Third-Parties Contractors — The Ultimate Beneficiaries of Current Education Reforms 

The UFT is on record with this committee and with the New York City Council with respect to our concerns with the increasing role of private interests in public education and the money being made on public school students by hedge funds and corporate entities. Our concerns with big money in our school system are three-fold: 1) for-profit companies are reaping financial windfalls in the name of education reform and elevating standards; 2) high-net-worth foundations and corporate entities are acting as self-appointed crusaders without respect for parent, educator or community voice and are often patently anti-teacher union; and 3) this kind of data collection “feeds the beast” of high-stakes testing since for these private interests, the be-all and end-all of data is its relationship to tests, tests, and more tests.   

The InBloom-managed cloud repository is another example of the encroachment of private interests in public education. We fear third-party vendors will have the opportunity capitalize off student data by directly marketing products and services.
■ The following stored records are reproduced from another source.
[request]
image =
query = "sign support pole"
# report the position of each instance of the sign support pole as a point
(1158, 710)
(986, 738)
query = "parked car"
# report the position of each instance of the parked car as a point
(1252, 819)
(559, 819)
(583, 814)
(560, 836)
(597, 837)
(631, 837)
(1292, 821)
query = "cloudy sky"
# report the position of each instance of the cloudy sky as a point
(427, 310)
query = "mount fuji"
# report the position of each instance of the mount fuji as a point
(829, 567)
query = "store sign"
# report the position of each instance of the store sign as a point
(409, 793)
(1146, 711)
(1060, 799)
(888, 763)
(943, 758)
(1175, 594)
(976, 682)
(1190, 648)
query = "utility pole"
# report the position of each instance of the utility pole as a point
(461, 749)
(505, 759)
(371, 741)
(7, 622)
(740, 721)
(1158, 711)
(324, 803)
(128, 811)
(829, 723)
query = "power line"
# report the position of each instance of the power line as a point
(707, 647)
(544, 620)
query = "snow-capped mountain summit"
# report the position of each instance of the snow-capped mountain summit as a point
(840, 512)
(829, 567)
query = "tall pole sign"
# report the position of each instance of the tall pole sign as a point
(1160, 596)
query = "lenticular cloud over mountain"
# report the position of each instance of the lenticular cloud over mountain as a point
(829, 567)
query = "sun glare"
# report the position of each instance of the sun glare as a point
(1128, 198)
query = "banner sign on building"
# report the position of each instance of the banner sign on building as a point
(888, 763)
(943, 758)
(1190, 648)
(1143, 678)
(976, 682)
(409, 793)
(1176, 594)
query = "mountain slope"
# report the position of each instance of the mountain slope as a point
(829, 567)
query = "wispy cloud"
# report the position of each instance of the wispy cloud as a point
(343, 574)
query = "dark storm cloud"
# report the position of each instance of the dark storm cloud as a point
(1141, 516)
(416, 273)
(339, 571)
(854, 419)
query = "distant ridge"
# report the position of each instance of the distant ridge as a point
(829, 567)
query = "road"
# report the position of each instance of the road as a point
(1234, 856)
According to Gannett’s Journal News, more than 20 districts in the Lower Hudson Valley alone have rejected Race to the Top funding in a last-ditch effort to protect student privacy.  Yet New York State is not allowing its school districts to opt out of the InBloom data collection. It should give us pause that seven out of nine states, including Massachusetts and North Carolina, that initially considered partnerships with InBloom have pulled out or put their data-sharing plans on hold, following an outcry from parents and privacy experts. In fact, New York State and Illinois are the only remaining active participants, and Illinois allows individual school districts to opt out.

We ask that you tell New York State Education Commissioner John King and the New York State Board of Regents not to implement the InBloom contract. Listen to the parents and community advocates. Listen to the school superintendents. Look at the districts that have chosen to forgo Race to the Top funds in order to take a principled stand for student privacy.

We owe it to our students and their families in New York State to bring all the stakeholders into the process and figure out a better way to share data that helps boost student achievement without placing our children in harm’s way.